La paix venue, Guillaume II (stathouder de 1647 à 1650) songe à la royauté et n'hésite pas à allumer la guerre civile. À sa mort, les sept provinces décident de ne plus nommer de stathouder, et l'oligarchie commerçante arrive au pouvoir avec Jean de Witt, grand pensionnaire de 1653 à 1672.
L'essor rapide de l'Empire néerlandais et les interventions multiples des Provinces-Unies contre le Danemark (1646), la Suède (1655-1660) et l'Angleterre (1652-1654 et 1665-1667) assurent au pays la maîtrise des mers. Pourtant, en 1672, l'invasion française (→ guerre de Hollande) provoque la chute de Jean de Witt et la restauration de Guillaume III d'Orange.

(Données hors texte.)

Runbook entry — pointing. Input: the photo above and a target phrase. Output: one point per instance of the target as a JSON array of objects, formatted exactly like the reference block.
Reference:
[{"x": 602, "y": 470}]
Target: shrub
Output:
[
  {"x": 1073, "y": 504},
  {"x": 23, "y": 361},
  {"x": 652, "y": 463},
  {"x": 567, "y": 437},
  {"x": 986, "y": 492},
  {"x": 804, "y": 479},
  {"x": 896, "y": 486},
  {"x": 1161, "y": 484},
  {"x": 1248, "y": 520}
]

Le stathoudérat est proclamé héréditaire dans sa famille ; mais, devenu roi d'Angleterre (1689), Guillaume III sacrifie les intérêts de la République à sa politique anglaise. À sa mort (1702), les Provinces-Unies se passent de stathouder jusqu'à la guerre de la Succession d'Autriche (1740-1747) et à l'occupation française, qui provoquent la restauration de la maison d'Orange (1747).
L'échec des réformes proposées par le stathouder, l'essor des idées démocratiques (mouvement des patriotes) et l'issue désastreuse de la quatrième guerre anglo-néerlandaise (1780-1784) aboutissent aux troubles révolutionnaires de 1786. Obligé de s'enfuir, Guillaume V est restauré grâce à l'aide étrangère. En 1795, l'invasion française (dans le cadre des guerres post-révolutionnaires), bien accueillie par les démocrates, provoque la chute d'un régime dont le caractère monarchique n'a fait que s'accentuer depuis 1747. Les Provinces-Unies deviennent la République batave.